In a previous alog entry I pointed out that most of the intensity nosie we see in transmission of the IMC is due to input beam jitter converted to RIN due to an IMC misalignment. Today, to prove this, I improved the IMC alignment in three steps:
The third attached plot shows the improvement in RIN in transmission of the IMC. Now it is at a level of 1e-6 at 10 Hz and 2e-7 at 100 Hz. It's almost a factor 10 better everywhere.

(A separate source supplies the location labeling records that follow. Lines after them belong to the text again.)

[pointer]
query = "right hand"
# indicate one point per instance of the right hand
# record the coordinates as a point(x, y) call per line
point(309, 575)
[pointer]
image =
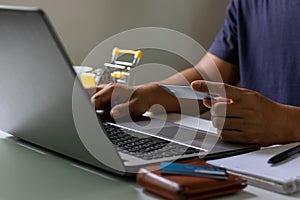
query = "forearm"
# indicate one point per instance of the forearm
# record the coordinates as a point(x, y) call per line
point(291, 125)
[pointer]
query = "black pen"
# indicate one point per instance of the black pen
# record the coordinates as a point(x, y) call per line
point(284, 155)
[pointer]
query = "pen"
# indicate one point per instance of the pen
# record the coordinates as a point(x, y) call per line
point(284, 155)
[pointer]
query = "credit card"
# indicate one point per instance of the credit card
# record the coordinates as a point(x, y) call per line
point(193, 170)
point(186, 92)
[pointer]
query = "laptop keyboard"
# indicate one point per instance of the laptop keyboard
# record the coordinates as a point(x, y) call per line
point(143, 146)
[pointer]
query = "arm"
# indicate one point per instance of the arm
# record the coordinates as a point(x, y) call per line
point(251, 117)
point(139, 99)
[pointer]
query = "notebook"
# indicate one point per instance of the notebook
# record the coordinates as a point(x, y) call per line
point(283, 177)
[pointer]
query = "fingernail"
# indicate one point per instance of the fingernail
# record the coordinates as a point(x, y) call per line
point(115, 113)
point(197, 84)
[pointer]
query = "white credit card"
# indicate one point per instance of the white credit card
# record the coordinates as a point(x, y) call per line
point(186, 92)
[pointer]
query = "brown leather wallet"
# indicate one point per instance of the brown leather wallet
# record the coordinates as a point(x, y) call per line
point(187, 187)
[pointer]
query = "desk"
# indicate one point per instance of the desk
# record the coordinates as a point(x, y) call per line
point(28, 174)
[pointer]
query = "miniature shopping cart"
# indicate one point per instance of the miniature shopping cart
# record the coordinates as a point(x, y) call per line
point(116, 71)
point(119, 71)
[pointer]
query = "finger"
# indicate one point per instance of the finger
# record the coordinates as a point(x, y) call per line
point(103, 96)
point(227, 123)
point(216, 88)
point(209, 102)
point(222, 109)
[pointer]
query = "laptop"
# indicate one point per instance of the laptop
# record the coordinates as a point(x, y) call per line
point(43, 103)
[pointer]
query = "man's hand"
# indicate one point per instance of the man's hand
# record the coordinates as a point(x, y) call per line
point(244, 115)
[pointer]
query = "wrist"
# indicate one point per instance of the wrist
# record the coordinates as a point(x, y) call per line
point(292, 124)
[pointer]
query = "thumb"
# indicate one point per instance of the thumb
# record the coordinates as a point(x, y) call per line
point(120, 110)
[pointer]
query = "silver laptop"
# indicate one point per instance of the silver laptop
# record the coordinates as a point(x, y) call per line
point(43, 103)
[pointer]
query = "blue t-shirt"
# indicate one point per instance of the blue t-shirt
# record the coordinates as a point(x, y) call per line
point(262, 37)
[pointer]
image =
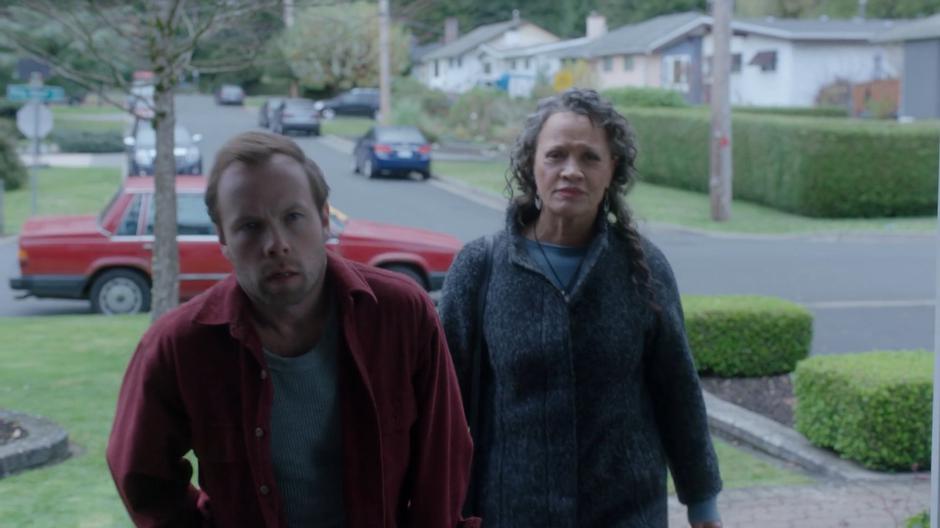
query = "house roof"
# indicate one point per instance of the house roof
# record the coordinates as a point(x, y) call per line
point(642, 37)
point(816, 29)
point(926, 28)
point(473, 39)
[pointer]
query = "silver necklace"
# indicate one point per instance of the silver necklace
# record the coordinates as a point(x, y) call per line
point(564, 288)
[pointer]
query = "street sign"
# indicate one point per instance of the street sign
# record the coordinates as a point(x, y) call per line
point(34, 120)
point(25, 92)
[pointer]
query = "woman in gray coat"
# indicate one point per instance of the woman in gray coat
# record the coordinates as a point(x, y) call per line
point(587, 390)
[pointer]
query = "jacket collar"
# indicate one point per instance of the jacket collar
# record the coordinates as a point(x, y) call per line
point(227, 303)
point(519, 255)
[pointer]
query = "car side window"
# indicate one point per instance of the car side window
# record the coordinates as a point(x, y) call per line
point(192, 218)
point(128, 225)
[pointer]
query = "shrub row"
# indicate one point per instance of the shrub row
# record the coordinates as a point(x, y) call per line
point(644, 97)
point(820, 167)
point(807, 111)
point(12, 171)
point(77, 140)
point(746, 335)
point(873, 407)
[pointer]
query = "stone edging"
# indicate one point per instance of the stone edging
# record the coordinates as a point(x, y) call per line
point(45, 442)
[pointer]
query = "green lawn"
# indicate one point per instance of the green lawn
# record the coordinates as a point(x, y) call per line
point(61, 191)
point(69, 369)
point(658, 204)
point(348, 127)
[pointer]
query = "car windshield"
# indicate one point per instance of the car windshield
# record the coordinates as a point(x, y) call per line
point(299, 104)
point(147, 137)
point(399, 135)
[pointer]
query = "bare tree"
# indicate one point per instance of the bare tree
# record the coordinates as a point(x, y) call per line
point(98, 43)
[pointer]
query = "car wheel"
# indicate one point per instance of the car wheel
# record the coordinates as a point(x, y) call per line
point(120, 291)
point(409, 272)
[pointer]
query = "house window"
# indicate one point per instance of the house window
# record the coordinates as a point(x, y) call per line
point(767, 60)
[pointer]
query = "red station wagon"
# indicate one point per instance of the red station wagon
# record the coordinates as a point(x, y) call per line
point(107, 259)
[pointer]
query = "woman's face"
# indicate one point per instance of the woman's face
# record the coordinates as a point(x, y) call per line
point(573, 166)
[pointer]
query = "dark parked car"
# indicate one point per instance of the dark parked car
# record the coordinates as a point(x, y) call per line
point(296, 114)
point(397, 150)
point(230, 94)
point(355, 102)
point(141, 145)
point(266, 112)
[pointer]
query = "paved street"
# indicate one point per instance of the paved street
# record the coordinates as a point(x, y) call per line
point(865, 292)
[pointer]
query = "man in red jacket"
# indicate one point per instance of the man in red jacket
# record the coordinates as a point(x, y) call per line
point(313, 391)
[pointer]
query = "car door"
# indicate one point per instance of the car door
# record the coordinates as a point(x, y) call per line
point(201, 261)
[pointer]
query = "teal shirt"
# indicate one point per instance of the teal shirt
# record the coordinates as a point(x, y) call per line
point(306, 435)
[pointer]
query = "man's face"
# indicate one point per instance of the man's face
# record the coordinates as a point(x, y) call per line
point(272, 232)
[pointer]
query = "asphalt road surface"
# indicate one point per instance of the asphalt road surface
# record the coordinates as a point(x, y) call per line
point(866, 292)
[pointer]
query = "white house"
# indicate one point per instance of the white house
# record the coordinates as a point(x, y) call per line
point(786, 62)
point(483, 56)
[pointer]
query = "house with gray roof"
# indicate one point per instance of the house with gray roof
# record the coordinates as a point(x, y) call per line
point(920, 80)
point(662, 52)
point(791, 62)
point(484, 56)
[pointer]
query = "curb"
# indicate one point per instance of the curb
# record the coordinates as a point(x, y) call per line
point(44, 443)
point(763, 434)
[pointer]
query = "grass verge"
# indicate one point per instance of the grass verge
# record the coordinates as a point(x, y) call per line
point(69, 369)
point(61, 191)
point(658, 204)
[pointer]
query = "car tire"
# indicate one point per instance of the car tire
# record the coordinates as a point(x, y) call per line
point(119, 292)
point(409, 272)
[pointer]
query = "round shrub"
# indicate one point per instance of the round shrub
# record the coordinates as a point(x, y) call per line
point(873, 407)
point(746, 336)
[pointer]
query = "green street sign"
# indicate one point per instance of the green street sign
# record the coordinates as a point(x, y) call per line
point(25, 92)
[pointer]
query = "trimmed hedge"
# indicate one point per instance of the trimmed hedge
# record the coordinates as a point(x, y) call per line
point(732, 335)
point(77, 140)
point(818, 167)
point(806, 111)
point(12, 171)
point(872, 407)
point(644, 97)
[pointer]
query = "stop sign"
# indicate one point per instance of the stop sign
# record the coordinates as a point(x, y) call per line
point(34, 120)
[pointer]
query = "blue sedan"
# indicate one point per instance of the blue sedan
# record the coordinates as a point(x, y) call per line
point(393, 150)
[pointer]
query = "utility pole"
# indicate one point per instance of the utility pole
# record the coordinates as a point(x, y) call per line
point(385, 88)
point(288, 23)
point(720, 173)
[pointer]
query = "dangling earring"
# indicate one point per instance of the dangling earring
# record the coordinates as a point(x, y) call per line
point(611, 216)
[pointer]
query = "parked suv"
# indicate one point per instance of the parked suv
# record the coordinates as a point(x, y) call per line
point(141, 143)
point(355, 102)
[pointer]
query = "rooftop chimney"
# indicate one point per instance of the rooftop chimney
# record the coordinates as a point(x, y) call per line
point(451, 29)
point(596, 25)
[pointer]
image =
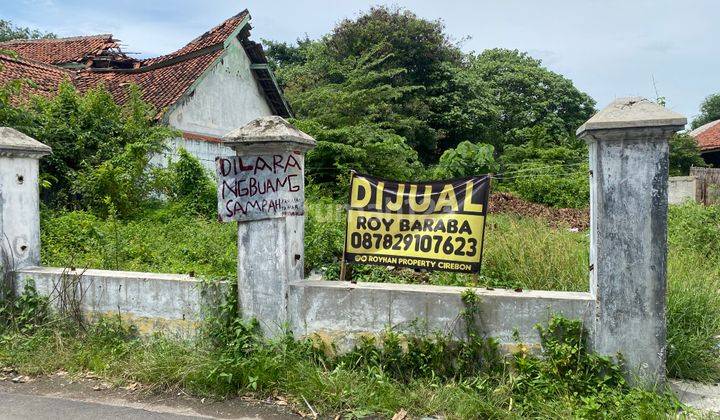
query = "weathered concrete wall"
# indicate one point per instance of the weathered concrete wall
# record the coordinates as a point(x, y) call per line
point(225, 98)
point(170, 303)
point(341, 311)
point(628, 142)
point(19, 210)
point(205, 151)
point(682, 189)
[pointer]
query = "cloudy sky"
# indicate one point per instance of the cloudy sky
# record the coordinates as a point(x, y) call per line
point(608, 48)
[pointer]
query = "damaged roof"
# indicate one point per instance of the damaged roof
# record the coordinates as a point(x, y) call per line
point(163, 80)
point(44, 78)
point(60, 51)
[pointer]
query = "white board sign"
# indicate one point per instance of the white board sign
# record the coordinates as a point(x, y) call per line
point(260, 187)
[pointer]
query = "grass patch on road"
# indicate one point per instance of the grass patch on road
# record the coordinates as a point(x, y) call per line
point(423, 375)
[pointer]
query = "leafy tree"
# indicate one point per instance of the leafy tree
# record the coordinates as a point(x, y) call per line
point(709, 111)
point(417, 45)
point(424, 97)
point(9, 31)
point(527, 94)
point(186, 182)
point(684, 153)
point(100, 149)
point(466, 159)
point(546, 170)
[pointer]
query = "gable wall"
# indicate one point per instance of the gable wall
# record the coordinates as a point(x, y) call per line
point(226, 97)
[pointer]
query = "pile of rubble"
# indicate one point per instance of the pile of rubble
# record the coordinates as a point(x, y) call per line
point(502, 202)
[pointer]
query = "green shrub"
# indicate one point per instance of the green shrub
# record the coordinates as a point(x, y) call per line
point(186, 183)
point(100, 149)
point(555, 186)
point(467, 159)
point(165, 239)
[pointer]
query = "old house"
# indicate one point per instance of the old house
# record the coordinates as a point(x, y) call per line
point(708, 139)
point(216, 83)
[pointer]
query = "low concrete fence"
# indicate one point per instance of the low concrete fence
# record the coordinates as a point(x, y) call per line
point(339, 312)
point(153, 302)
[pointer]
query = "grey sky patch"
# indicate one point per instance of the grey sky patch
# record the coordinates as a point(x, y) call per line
point(609, 48)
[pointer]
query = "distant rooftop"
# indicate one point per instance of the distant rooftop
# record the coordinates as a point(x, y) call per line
point(708, 136)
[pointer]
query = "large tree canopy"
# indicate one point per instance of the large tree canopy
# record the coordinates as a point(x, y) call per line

It's interesting to note that the RIN is still non stationary, so we should improve further the IMC alignment accuracy. I could not increase more the gains of DOF1 and DOF2, since I got a 1 Hz instability (as expected from the open loop transfer function). However, my intuition is that the IMC mirrors are pretty much not moving, and instead the input beam pointing is moving a lot. So we should servo the input beam to the IMC cavity axis with some Hz of bandwidth. This is what we did at Livingston, where the input beam motion was limited by air currents in the PSL room. I believe a similar approach should be used here. This is much better than high bandwitdh loops on the mirrors, since they should be our best reference.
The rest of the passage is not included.